For the newest Broncos, Monday's workout represented the first glimpse at the new players beside them.
"It is their chance to get to know the Broncos' system, the Broncos' culture and a chance for obviously the returning players to get to know them," Manning said, using the need for Ware and Terrance Knighton to get on the same page as an example. "The more comfortable they can get in (Defensive Coordinator Jack) Del Rio's (defense), that's what you're looking for during this process."
The delicate composition of roster chemistry and how it can be affected by a handful of comings and goings ensures that this team starts from zero -- not from 28 wins, two AFC West titles and a conference championship in the last two years.
View photos of the offense's first group workout of the 2014 offseason at Dove Valley.
"What we talked about today was focusing on the now, focusing on this individual weightlifting session, this individual meeting -- trying to improve on the things we were working on today," Manning said. "I think to develop an identity and develop chemistry as I always say, takes time. Today was the first day of that process."
That embryonic stage means that this week isn't about starting to answer questions regarding this team -- in some cases, it's learning what the questions will be. For instance, Manning said it is "certainly possible" that the offense will be tweaked. But with the draft still two and a half weeks away, the Broncos don't know their hand, because the deck hasn't been completely dealt.
"I know the coaches are excited to see some of our new players -- Emmanuel Sanders and we've had some other guys we've added in free agency -- a lot of them on defense, obviously.

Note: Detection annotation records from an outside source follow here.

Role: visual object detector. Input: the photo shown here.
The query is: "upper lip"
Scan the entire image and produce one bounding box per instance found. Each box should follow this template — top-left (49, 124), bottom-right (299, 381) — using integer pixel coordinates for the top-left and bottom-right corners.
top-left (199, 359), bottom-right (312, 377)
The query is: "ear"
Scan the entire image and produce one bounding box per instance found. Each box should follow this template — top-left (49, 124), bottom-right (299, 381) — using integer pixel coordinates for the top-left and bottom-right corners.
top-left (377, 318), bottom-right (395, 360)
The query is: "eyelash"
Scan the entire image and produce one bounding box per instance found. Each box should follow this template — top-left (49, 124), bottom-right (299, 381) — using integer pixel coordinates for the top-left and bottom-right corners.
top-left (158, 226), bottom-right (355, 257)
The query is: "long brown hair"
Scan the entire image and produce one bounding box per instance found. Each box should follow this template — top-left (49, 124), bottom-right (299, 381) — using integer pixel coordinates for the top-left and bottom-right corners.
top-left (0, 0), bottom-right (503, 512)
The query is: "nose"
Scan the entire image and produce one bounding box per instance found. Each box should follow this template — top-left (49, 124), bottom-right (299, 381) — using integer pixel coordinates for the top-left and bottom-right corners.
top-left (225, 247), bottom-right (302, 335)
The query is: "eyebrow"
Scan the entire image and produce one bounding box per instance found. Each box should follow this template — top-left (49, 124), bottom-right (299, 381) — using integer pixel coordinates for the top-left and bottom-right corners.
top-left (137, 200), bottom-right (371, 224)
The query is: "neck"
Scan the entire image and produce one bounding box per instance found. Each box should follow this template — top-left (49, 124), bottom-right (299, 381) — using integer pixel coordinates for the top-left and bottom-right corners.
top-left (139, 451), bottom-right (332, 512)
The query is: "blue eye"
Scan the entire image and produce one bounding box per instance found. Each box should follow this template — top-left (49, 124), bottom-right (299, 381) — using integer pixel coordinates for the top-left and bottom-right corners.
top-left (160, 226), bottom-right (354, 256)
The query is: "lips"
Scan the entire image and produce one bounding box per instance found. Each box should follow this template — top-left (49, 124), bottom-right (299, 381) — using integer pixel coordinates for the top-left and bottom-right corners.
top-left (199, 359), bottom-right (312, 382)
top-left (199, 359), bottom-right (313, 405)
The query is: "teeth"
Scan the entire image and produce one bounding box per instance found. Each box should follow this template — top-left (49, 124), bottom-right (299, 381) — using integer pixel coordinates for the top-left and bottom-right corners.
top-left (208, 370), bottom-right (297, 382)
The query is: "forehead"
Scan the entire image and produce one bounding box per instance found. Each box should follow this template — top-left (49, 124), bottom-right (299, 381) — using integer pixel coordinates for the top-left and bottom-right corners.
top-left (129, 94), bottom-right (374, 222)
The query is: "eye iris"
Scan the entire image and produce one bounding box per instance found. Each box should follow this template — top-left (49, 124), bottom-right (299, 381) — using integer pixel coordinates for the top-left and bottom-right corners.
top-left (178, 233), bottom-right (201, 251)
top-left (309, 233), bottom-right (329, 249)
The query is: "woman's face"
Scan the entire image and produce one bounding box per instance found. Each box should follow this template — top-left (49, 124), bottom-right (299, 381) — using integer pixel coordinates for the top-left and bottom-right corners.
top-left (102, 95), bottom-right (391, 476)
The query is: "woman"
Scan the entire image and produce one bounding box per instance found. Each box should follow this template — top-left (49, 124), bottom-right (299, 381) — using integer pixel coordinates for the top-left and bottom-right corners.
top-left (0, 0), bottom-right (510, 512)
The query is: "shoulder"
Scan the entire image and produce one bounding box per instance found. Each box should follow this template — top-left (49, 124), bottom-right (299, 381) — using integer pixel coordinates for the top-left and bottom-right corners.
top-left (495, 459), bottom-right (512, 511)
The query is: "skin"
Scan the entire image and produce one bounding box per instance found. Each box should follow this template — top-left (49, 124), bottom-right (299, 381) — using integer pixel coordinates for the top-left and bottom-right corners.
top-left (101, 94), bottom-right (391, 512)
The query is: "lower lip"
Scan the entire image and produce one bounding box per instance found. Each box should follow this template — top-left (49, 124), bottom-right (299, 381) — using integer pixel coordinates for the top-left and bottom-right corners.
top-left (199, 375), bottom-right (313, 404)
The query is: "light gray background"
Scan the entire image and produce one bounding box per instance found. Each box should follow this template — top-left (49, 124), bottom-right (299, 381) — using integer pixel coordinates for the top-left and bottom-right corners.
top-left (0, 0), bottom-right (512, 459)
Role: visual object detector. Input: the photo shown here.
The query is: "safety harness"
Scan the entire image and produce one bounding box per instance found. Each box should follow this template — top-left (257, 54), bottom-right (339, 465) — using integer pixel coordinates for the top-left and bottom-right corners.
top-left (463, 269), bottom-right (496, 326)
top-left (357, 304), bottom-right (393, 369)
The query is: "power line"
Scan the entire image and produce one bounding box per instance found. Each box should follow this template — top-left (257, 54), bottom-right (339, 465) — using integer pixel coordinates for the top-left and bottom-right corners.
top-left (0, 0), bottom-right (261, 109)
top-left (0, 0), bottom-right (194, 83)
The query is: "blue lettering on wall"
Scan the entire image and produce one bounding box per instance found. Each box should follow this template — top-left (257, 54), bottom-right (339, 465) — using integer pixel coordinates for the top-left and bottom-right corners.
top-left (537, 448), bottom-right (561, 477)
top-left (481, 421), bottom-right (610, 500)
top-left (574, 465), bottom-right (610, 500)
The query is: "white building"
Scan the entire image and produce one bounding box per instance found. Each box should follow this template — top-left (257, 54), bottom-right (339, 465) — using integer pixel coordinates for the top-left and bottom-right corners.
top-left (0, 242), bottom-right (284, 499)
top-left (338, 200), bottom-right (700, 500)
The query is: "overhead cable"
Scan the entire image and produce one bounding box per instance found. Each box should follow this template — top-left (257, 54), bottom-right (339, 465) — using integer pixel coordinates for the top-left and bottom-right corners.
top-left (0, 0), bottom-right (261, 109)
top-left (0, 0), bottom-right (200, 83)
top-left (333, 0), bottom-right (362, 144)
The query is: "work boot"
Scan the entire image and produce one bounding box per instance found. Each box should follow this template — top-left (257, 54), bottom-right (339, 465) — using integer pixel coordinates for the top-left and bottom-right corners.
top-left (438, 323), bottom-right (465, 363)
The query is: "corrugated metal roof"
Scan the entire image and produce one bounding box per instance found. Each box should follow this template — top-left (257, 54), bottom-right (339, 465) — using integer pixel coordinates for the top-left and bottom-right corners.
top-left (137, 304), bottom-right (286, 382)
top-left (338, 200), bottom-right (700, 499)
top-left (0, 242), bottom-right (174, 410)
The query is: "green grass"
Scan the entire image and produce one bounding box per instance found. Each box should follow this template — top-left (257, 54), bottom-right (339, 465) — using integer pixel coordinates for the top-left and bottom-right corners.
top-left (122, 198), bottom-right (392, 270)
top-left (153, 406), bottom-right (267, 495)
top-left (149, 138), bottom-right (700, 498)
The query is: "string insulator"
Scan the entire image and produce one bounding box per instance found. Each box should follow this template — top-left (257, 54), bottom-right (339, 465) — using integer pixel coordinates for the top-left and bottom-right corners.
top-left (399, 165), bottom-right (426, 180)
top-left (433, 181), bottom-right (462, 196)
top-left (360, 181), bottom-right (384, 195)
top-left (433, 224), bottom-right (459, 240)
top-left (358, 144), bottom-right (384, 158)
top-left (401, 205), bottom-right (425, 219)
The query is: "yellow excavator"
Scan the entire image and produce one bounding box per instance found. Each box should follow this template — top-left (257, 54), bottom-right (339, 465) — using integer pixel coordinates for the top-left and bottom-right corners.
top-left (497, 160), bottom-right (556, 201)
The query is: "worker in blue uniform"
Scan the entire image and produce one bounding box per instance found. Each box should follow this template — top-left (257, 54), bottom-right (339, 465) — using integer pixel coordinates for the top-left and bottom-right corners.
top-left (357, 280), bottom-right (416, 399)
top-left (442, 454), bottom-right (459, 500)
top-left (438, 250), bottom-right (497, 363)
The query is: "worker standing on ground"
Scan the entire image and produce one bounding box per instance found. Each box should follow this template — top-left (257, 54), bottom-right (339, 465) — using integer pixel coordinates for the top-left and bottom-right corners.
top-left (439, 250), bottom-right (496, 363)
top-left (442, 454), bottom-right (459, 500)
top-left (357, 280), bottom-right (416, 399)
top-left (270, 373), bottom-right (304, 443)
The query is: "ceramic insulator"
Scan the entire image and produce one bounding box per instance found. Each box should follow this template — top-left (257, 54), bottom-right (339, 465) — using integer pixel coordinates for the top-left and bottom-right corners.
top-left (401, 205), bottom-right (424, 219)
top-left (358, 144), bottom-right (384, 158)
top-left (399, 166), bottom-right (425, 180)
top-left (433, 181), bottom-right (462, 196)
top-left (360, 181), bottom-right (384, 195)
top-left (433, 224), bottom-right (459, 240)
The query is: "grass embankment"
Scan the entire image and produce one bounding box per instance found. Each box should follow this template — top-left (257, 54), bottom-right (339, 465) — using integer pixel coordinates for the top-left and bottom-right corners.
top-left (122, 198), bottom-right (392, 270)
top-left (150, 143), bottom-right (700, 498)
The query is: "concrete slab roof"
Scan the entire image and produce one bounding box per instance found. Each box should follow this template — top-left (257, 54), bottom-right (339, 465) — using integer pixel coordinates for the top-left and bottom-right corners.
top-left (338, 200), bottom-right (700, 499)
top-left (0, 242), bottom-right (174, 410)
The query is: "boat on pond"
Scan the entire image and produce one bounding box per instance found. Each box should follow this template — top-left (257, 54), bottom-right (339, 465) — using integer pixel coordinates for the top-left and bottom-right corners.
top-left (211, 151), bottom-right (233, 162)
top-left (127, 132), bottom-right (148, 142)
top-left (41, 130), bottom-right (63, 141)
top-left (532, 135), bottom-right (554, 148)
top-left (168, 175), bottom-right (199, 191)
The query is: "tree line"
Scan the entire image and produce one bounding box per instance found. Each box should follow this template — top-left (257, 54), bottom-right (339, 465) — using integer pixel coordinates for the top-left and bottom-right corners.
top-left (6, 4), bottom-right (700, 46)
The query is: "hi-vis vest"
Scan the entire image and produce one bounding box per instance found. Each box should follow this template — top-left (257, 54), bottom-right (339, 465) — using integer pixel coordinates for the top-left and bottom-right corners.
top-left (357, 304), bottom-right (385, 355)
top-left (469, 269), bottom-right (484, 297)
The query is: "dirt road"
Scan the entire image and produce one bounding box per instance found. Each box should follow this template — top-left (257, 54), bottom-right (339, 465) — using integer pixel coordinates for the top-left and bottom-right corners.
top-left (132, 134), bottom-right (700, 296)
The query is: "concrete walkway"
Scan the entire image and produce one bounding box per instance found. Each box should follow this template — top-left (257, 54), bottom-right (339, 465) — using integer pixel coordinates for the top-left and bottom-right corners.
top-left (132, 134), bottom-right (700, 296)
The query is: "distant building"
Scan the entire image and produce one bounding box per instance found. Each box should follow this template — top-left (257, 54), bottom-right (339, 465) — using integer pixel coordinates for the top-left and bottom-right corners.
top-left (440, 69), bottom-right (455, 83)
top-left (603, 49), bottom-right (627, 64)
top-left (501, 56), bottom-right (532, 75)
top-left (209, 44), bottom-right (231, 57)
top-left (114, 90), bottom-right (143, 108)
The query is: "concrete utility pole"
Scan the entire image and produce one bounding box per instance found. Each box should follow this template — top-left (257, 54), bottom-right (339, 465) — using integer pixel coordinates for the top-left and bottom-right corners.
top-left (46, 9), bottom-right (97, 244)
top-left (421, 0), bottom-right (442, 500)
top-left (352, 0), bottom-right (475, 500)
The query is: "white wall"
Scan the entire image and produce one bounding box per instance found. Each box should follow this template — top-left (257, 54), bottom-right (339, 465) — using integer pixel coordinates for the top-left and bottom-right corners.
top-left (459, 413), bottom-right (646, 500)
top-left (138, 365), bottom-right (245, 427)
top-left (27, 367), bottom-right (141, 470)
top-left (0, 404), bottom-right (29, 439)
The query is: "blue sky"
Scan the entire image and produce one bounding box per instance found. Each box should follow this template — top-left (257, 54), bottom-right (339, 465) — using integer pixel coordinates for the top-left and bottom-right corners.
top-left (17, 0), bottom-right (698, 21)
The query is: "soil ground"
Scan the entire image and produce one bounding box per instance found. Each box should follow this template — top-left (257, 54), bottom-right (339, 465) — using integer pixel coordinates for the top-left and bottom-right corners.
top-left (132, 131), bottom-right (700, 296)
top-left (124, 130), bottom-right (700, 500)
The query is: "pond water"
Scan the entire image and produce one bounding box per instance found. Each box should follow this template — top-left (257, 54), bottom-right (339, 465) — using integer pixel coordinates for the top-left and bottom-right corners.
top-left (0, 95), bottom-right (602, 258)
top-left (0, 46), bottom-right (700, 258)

Then, the draft -- you just don't know who is going to be available when we pick and whether we're going to pick on offense or defense early in the rounds or whatnot," Manning said.
"I think it's hard to say at this point, depending on who our personnel are going to be. I think it is very wide open at this point as to what kind of offense we're going to have based on the personnel because it's still up in the air at this point."
That keeps the short-term focus on the personnel at hand. Monday's work marked the first time players could watch film together with coaches. From those sessions, ideas and tweaks can arise that weren't considered before.
Among the most productive of these sessions will be the ones shared by Ware and fellow pass-rusher Von Miller. Ware said they watched tape Monday morning and began evaluating each other's moves.
"Some of the moves that he was doing on tape were some of the moves that I have been doing," Ware said. "I was critiquing him, he was critiquing me and it's just a good thing to know that there are guys out there that look up to you. Now I have an opportunity to shed some advice onto him."
Manning got a head start with his newest wide receiver, Emmanuel Sanders. Sanders joined Manning at Duke University for the informal sessions with holdover Broncos targets like Demaryius Thomas, Andre Caldwell, Wes Welker and Julius Thomas, which allowed Manning to learn about Sanders' skill set and how to adapt to it.
"He's explosive. You can't hold the ball very long when he is running a route, I learned that," Manning said. "I know he's eager to learn. I know he was excited to get started today where he's allowed to meet with the coaches and learn the offense."
That's what defined Monday. For the last 11 weeks, the focus has been as much on Feb. 2 as the future. Now, the eyes are cast forward for good.